Bill was elected to serve as President of the Ecclesiastical History Society for the session 2008-9, and chose for his conference theme 'God's Bounty: The Churches and the Natural World', proceedings of which were published in 2010 as volume 46 in the series Studies in Church History.
Bill has recently been the recipient of a festschrift volume from former students and colleagues, entitled Getting Along? Religious Identities and Confessional Relations in Early Modern England - Essays in Honour of Professor W. J. Sheils (St. Andrews Studies in Reformation History, Ashgate, 2012). The book was edited by Adam Morton and Nadine Lewycky.
Bill Sheils has a long standing interest in the social history of the English Reformation and of religion between 1500 and 1800. He has worked on both nonconformity and recusancy, particularly in the north of England where his interests in agrarian and landscape history also impinge on his work. Editorial work has always featured largely in his scholarly activity. He has been editor of Borthwick Papers 1974-2000, Studies in Church History 1981-1990, the Church of England Record Society 1990-1995, and as associate editor of the Oxford Dictionary of National Biography 2004, and he is currently a member of the editorial board of the Journal of Ecclesiastical History.
Religion and society in post Reformation Britain c.1500-1850, with special reference to nonconformist experience and to the impact of law on human relations.
Agrarian and landscape history since the 16th century, with particular reference to the impact on the environment of ownership and tenure and of population.
Urban spaces and their social and public uses, as part of the Atlas of Historic Towns project with York Archaeological Trust.
Current research interests include those mentioned above and work on the posthumous reputation of Sir Thomas More. Much of his own work and that of research students has involved extensive use of the archive resources at the Borthwick Institute for Archives and the holdings of York Minster Library. He would welcome research students with interests in any of the fields mentioned above.

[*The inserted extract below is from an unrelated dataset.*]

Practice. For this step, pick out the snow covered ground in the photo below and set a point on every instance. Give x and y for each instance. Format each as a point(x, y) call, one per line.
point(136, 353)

He was recently awarded a Resource Enhancement Scheme grant of £349,898 by the AHRC to run from October 2006 until March 2009 for a project on The Records of Central Government Taxation in England and Wales: The Clerical Taxes, 1173-1664. His Co-applicant was Dr Rosemary Hayes, a visiting fellow in the department, and there were two research assistants, Dr Maureen Jurkowski and Ms Helen Watt, based at The National Archives. An international conference took place in London during March 2009. This project will be completed by a current Leverhulme award of £101,690 to cover the dioceses of the Northern Province.